Decorators are a way to uniformly modify functions in a particular way. You can think of them as functions that take functions as input and produce a function as output. See the Python reference documentation for a detailed discussion.

A function definition may be wrapped by one or more decorator expressions. Decorator expressions are evaluated when the function is defined, in the scope that contains the function definition. The result must be a callable, which is invoked with the function object as the only argument. The returned value is bound to the function name instead of the function object. Multiple decorators are applied in nested fashion. For example, the following code:

@f1(arg) 
@f2 
def func(): 
  pass

is equivalent to:

def func(): 
  pass 

func = f1(arg)(f2(func))

As pointed out there, they are not limited neccesarily to function definitions, and can also be used on class definitions.
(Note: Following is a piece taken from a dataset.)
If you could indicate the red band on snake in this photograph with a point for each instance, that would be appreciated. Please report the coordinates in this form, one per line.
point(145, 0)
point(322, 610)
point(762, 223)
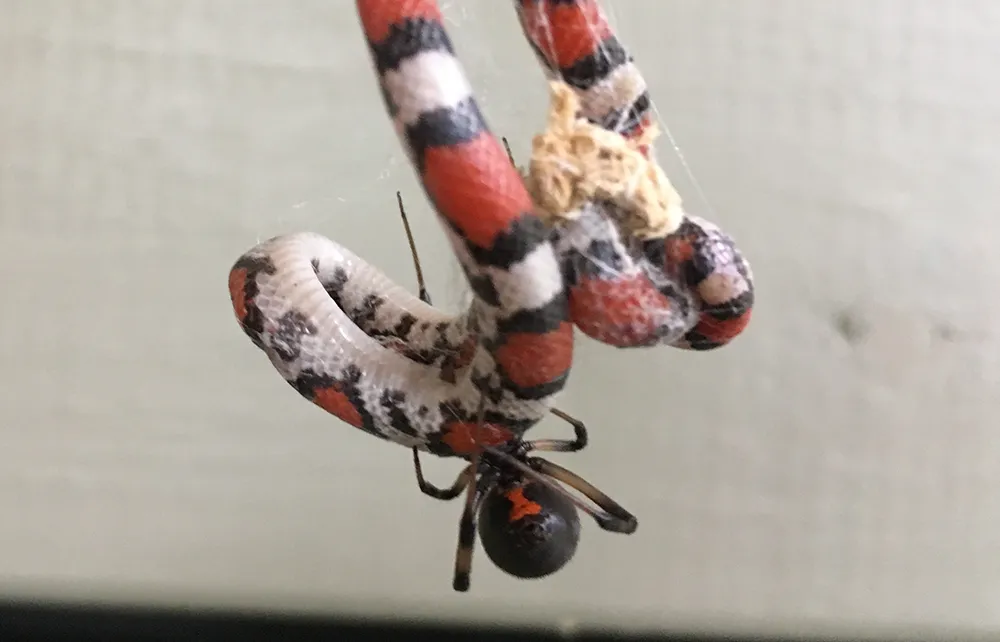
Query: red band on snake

Let’s see Numba in action. The following is a Python implementation of bubblesort for NumPy arrays.

def bubblesort(X):
    N = len(X)
    for end in range(N, 1, -1):
        for i in range(end - 1):
            cur = X[i]
            if cur > X[i + 1]:
                tmp = X[i]
                X[i] = X[i + 1]
                X[i + 1] = tmp

First we’ll create an array of sorted values and randomly shuffle them.

import numpy as np
​
original = np.arange(0.0, 10.0, 0.01, dtype='f4')
shuffled = original.copy()
np.random.shuffle(shuffled)

Next, create a copy and do a bubble sort on the copy.

sorted = shuffled.copy()
bubblesort(sorted)
print(np.array_equal(sorted, original))

When this is run, you should see the following:

True

Now let’s time the execution. Note: we need to copy the array so we sort a random array each time as sorting an already sorted array is faster and so would distort our timing.
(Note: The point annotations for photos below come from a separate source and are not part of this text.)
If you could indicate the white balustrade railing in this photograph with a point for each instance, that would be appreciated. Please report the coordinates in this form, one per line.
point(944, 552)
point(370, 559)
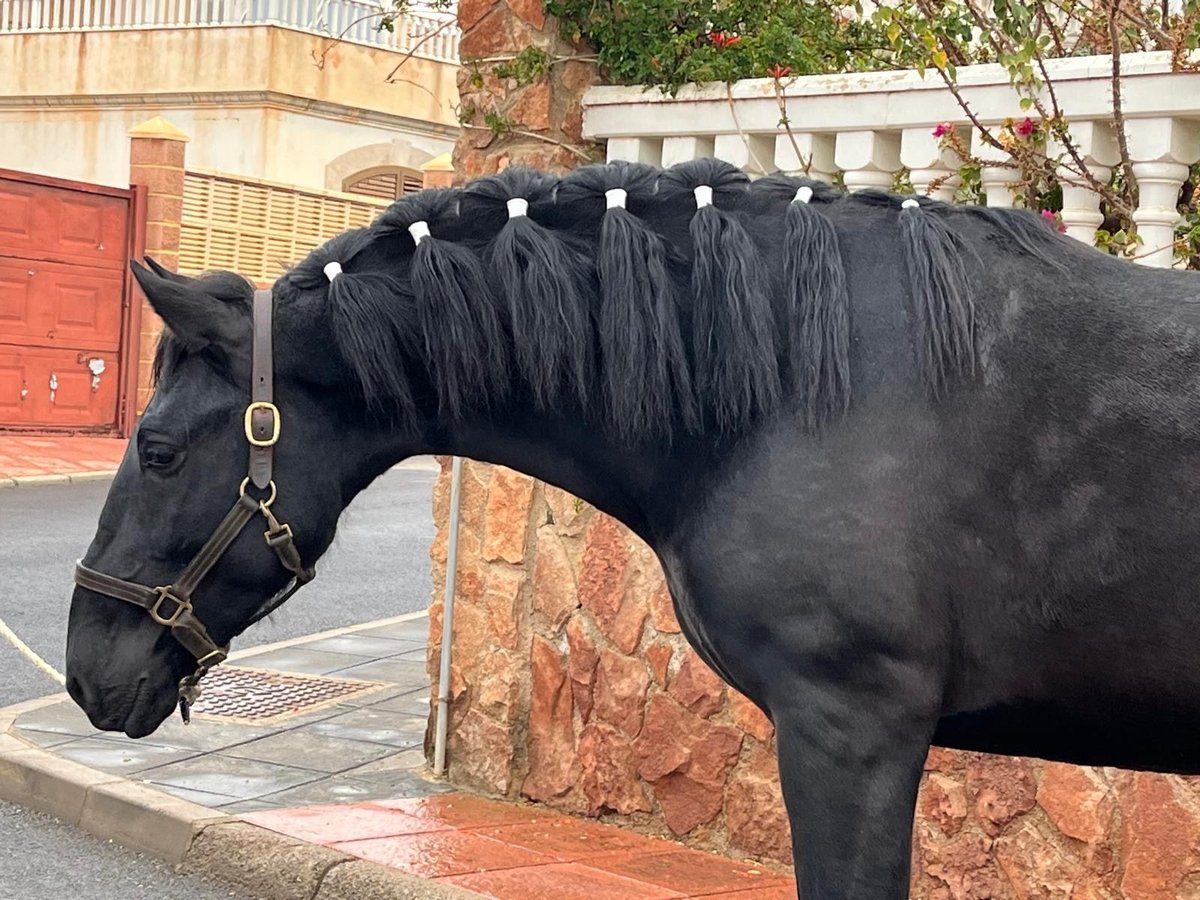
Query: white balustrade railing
point(873, 125)
point(423, 34)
%timeit sorted[:] = shuffled[:]; bubblesort(sorted)
10 loops, best of 3: 175 ms per loop

Ok, so we know how fast the pure Python implementation is. The recommended way to use the @jit decorator is to let Numba decide when and how to optimize, so we simply add the decorator to the function:

from numba import jit
@jit
def bubblesort(X):
    N = len(X)
    for end in range(N, 1, -1):
        for i in range(end - 1):
            cur = X[i]
            if cur > X[i + 1]:
                tmp = X[i]
                X[i] = X[i + 1]
                X[i + 1] = tmp

Now we can check the execution time of the optimized code.
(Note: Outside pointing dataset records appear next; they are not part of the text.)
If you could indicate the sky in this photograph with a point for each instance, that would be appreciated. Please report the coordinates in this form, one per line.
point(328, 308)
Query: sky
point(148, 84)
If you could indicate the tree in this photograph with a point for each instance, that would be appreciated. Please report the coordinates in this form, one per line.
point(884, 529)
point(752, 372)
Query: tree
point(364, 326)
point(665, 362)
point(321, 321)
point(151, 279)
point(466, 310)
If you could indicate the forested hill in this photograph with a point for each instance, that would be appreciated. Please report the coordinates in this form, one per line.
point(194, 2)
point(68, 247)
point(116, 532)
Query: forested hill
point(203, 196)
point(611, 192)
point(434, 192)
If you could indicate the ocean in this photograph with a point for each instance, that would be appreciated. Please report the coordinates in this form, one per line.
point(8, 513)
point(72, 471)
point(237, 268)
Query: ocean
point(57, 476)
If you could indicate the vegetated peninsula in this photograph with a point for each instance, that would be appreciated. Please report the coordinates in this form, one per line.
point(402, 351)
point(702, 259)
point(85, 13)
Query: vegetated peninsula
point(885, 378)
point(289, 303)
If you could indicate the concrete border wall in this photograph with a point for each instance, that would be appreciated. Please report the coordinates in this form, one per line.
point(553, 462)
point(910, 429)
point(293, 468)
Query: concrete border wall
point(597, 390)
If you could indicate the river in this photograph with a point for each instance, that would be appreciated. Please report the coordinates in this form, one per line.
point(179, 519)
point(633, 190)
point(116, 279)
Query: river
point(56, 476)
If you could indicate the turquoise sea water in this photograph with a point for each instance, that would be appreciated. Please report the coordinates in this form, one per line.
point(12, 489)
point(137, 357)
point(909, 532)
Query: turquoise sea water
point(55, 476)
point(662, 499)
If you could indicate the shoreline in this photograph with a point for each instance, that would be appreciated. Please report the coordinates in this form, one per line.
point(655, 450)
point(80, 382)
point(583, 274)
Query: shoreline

%timeit sorted[:] = shuffled[:]; bubblesort(sorted)
The slowest run took 103.54 times longer than the fastest. This could mean that an intermediate result is being cached.
1000 loops, best of 3: 1.29 ms per loop

Using the decorator in this way will defer compilation until the first function execution, so the first execution will be significantly slower.

Numba will infer the argument types at call time, and generate optimized code based on this information. Numba will also be able to compile separate specializations depending on the input types.

Key Points

• The central feature of Numba is the @jit decoration.